Thanks to everyone who has posted. As I said, I understand the explantion of why the odds change. I can arrive at 13/27. I think Chronos gets what my problem is, but I don’t understand his response. Imagine this:
I take you on a trip to some random location to meet some random 2 child family. We are standing at the door and one of the children walks out. He is a boy. I then say “There is a 33% chance that the other is a boy”. Then the boy says “I was born on a Tuesday”. Should I then say “Actually make that 48% chance”?
Expanding on ultrafilter’s comment, as soon as you have a particular child specified, there can no longer be uncertainty about which is “the other”.
And going back to the original question, the phrasing, “I then tell you what day of the week he was born on” suggests that you at least have a particular child in mind you’re telling me about. But who exactly is that?
I accept the ordering, so of GG, GB, BG, BB the GG option is out, leaving us with GB, BG and BB. We know you have one boy, but we don’t know whether the boy is the first or second child. So, there is a 50% chance of either based on what we know. So, the way I read it we have to divide the likelihood of either GB or BG by 50%.
So to me the odds (bolded is the current boy that we know about) are:
BG 25%
GB 25% BB 25%
BB 25%
Thus leaving us with a 50% chance that the non-bolded child that we don’t know about is a G.
It’s not 50%. We know that at least one of them is a boy, but when you say “the” boy, it suggests that only one of them is a boy, which would make the boy identifiable.
It depends on whether we randomly select a boy (out of all boys who have exactly one sibling), or whether we randomly select a pair of siblings (out of all pairs of children with at least one boy). Your interpretation is the former way.
It depends on the sample space. Assuming G and B are equally likely and independent,
(1) Out of all boys who have exactly one sibling, in 1/2 of these cases the sibling is a boy.
(2) Out of all pairs of siblings in which at least one is a boy, in 1/3 of these cases the other is also a boy (i.e. both are boys).

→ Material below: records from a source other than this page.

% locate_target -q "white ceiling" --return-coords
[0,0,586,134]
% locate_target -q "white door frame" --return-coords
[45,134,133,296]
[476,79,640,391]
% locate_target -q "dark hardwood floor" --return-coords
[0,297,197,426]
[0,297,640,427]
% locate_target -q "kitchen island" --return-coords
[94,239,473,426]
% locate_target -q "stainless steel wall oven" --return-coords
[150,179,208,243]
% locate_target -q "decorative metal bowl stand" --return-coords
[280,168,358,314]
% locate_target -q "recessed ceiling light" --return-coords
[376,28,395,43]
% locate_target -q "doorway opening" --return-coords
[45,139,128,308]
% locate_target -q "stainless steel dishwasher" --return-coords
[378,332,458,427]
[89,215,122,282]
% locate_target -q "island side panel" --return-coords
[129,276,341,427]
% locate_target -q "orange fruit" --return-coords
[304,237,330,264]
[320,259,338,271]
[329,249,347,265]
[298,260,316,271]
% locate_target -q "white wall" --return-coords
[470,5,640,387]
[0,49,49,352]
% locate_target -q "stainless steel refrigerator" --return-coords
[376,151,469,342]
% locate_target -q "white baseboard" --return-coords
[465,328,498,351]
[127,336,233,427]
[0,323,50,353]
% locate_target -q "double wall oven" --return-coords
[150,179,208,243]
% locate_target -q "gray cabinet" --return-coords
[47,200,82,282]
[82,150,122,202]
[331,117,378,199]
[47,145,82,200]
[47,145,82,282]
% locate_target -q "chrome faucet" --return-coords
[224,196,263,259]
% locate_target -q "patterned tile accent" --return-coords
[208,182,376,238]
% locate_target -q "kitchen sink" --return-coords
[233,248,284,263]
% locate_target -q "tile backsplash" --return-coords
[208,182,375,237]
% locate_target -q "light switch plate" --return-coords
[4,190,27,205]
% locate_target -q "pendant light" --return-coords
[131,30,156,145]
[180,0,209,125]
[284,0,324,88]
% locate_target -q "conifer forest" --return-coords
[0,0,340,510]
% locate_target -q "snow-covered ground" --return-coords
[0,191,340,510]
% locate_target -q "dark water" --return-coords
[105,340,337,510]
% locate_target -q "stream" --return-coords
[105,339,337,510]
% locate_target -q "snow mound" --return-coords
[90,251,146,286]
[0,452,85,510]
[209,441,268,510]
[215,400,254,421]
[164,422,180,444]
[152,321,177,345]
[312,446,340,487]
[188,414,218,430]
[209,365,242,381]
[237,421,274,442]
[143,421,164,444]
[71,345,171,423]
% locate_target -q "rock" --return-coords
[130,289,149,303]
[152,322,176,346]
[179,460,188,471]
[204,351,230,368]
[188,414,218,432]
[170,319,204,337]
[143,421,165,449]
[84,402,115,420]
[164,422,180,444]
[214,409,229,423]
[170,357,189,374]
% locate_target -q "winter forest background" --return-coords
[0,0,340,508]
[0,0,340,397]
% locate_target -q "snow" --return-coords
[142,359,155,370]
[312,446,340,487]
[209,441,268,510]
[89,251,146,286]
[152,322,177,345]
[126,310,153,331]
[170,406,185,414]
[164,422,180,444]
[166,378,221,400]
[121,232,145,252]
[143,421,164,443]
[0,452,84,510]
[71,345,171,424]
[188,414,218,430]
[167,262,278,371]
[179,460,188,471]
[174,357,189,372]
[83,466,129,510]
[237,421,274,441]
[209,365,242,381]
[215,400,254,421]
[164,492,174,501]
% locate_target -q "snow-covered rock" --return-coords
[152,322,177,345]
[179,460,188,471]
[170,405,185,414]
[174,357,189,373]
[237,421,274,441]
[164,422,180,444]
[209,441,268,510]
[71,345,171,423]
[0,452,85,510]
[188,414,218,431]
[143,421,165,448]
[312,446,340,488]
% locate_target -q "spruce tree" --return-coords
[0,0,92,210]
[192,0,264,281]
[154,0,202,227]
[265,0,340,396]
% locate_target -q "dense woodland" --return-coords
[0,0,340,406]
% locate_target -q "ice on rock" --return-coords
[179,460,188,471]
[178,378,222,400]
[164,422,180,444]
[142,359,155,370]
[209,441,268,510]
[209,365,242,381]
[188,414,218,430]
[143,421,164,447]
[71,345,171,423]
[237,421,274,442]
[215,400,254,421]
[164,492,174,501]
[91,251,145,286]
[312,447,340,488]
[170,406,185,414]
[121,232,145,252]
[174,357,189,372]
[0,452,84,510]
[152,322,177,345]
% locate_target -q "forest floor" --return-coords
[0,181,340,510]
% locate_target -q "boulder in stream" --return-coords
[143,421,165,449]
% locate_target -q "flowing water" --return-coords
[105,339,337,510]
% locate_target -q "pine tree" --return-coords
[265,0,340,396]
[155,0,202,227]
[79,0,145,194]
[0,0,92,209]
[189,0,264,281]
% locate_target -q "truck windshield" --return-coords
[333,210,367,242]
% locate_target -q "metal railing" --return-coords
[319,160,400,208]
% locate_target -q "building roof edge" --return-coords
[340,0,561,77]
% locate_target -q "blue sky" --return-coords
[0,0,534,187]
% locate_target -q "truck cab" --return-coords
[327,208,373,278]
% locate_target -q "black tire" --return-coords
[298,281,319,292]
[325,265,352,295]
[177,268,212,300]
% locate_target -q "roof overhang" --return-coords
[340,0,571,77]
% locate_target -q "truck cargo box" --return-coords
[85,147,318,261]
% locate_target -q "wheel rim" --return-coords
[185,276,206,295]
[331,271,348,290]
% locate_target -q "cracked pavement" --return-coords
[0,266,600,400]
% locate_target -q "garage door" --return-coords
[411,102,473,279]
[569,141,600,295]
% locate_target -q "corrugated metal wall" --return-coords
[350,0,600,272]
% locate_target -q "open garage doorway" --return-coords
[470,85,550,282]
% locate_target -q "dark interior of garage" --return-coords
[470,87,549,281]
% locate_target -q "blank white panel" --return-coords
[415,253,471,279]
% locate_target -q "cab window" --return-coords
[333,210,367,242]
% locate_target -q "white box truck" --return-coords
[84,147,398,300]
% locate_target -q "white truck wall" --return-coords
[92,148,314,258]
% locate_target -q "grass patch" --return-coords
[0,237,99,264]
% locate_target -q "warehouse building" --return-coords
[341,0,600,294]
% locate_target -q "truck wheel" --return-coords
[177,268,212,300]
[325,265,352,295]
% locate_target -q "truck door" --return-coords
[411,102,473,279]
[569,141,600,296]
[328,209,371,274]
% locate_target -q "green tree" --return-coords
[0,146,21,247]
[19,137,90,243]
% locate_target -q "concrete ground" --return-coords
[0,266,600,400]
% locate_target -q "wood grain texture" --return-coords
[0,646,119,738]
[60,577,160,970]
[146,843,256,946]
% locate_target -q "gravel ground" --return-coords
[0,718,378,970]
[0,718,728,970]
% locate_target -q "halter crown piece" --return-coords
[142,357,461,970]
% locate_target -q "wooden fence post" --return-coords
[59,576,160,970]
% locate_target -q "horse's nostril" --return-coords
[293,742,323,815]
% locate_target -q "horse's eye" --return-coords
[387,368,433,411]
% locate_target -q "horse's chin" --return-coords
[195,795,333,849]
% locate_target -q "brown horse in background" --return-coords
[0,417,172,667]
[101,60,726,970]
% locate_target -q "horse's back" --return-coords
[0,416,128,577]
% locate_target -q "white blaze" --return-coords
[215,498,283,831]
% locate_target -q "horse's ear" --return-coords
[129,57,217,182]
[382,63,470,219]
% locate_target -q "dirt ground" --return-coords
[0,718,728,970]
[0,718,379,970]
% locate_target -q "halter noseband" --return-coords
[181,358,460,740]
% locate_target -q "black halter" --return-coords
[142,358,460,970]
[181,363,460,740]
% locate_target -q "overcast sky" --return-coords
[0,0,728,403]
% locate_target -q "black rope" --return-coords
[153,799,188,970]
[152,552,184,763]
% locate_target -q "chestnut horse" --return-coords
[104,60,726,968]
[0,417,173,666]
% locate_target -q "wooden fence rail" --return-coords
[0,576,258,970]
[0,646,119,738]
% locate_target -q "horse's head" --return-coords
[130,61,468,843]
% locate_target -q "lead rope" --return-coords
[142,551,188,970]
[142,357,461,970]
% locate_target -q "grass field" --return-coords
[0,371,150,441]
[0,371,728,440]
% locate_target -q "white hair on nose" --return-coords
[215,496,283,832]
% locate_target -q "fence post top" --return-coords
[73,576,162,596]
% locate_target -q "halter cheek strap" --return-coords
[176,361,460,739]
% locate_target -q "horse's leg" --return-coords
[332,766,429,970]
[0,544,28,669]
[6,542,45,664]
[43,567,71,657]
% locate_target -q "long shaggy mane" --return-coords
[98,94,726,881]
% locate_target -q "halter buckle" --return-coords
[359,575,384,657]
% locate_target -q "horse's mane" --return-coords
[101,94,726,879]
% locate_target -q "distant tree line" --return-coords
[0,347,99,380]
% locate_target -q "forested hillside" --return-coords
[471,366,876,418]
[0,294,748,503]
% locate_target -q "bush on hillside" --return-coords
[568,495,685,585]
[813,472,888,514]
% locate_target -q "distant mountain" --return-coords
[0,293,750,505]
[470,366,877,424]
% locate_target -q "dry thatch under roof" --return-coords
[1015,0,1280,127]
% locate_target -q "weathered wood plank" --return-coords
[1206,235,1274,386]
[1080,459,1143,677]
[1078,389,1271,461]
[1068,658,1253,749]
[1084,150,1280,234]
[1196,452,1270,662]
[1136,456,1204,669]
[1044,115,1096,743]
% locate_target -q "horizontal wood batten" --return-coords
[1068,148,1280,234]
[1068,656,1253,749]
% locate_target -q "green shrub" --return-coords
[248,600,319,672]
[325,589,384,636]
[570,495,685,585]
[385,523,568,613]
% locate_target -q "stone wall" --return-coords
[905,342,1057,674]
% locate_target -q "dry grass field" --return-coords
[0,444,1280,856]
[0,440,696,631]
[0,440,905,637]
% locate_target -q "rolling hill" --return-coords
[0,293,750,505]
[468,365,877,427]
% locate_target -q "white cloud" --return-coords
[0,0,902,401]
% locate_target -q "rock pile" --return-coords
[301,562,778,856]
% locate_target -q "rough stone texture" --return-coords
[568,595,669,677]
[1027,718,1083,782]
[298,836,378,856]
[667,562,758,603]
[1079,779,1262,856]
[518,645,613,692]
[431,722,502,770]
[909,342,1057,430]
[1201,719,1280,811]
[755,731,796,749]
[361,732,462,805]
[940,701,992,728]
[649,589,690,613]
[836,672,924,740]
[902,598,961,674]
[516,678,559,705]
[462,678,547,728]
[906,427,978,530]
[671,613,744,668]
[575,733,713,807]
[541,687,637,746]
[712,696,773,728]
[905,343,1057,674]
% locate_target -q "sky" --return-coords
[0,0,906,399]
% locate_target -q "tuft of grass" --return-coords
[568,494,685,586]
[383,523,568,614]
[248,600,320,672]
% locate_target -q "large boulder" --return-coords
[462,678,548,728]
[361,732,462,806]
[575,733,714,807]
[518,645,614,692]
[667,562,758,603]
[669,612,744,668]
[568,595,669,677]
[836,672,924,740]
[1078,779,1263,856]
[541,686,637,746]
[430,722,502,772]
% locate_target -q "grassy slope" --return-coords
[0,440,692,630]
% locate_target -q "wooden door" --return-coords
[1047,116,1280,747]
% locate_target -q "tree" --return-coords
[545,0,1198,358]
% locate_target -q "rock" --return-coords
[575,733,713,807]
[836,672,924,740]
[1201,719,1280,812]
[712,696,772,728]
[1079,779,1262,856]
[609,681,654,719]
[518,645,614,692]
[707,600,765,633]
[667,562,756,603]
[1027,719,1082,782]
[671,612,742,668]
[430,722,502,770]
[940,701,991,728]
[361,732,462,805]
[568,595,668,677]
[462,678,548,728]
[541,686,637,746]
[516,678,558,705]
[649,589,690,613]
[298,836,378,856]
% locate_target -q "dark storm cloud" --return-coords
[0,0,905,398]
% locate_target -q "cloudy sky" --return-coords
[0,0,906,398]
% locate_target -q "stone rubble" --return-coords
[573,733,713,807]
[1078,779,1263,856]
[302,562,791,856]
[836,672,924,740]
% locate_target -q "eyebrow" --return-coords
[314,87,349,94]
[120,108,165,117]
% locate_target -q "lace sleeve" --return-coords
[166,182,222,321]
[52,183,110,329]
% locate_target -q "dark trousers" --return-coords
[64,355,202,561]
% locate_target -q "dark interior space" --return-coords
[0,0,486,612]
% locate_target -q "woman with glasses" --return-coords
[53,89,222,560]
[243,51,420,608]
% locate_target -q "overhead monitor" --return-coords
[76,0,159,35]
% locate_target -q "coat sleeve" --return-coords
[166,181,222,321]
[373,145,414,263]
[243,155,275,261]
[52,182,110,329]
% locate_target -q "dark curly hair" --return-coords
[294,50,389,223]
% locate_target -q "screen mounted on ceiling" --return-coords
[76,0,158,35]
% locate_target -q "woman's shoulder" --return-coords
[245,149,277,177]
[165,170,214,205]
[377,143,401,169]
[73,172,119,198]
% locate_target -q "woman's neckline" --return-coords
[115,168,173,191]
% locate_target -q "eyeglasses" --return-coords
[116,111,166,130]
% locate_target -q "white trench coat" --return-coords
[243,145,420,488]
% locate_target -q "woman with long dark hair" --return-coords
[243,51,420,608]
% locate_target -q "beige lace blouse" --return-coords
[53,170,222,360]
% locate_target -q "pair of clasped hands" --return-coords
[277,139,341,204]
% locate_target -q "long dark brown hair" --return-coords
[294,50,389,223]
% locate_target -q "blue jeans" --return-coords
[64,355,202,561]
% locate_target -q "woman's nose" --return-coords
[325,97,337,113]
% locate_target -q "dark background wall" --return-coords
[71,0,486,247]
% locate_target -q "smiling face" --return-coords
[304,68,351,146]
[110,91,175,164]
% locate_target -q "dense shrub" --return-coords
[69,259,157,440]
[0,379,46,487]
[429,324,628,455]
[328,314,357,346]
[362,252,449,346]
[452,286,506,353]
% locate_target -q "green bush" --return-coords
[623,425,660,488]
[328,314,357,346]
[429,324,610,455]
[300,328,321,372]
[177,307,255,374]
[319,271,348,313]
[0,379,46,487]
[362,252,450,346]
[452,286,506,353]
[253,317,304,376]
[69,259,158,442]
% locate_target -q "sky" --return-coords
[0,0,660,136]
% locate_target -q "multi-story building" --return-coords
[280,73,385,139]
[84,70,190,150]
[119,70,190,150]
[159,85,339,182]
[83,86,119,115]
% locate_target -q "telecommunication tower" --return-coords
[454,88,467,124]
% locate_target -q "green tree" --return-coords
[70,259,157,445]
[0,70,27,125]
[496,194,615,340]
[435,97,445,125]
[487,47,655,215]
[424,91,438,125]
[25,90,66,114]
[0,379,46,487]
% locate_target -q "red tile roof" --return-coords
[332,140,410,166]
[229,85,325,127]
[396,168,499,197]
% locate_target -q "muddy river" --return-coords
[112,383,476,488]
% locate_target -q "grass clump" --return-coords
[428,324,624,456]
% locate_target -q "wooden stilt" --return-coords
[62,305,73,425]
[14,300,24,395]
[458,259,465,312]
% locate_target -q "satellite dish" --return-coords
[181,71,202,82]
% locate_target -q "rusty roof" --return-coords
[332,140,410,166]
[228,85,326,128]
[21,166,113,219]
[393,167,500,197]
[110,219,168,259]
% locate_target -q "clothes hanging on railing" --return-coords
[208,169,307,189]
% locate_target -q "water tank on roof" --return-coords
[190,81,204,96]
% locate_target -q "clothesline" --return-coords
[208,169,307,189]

The problem with assigning a probability is that you’ve described a single event - and single events don’t have probabilities. (What’s the probability that Africa split from South America?)
You have to imagine extending this to a repeatable process. For instance: Say you visit many families; ignore those with fewer or more than two children; ignore those in which the first child you spot is a girl; ignore those in which the first child you spot was not born on a Tuesday. Now, of those remaining families, note the sex of the unseen child. It will be 50% boys, 50% girls.
You can imagine different Tuesday-boy “experiments” which will have different selection processes and will give you different percentages.
I’m going to again suggest making a 14x14 grid like I described above; it has 196 possibilities.
Suppose instead of seeing a child, one of the parents says “We have at least one boy.” At this point you can rule out all 49 of the two-girl possibilities, and you’re left with 147 possibilities. 49 of those are two-boy possibilities, and the other 98 are one boy and one girl.
If instead the parent says “I have a a boy born on a Tuesday”, you can rule out all but 27 of the possibilities. The difference in probability between the two cases comes from having a different set of possibilities in each case.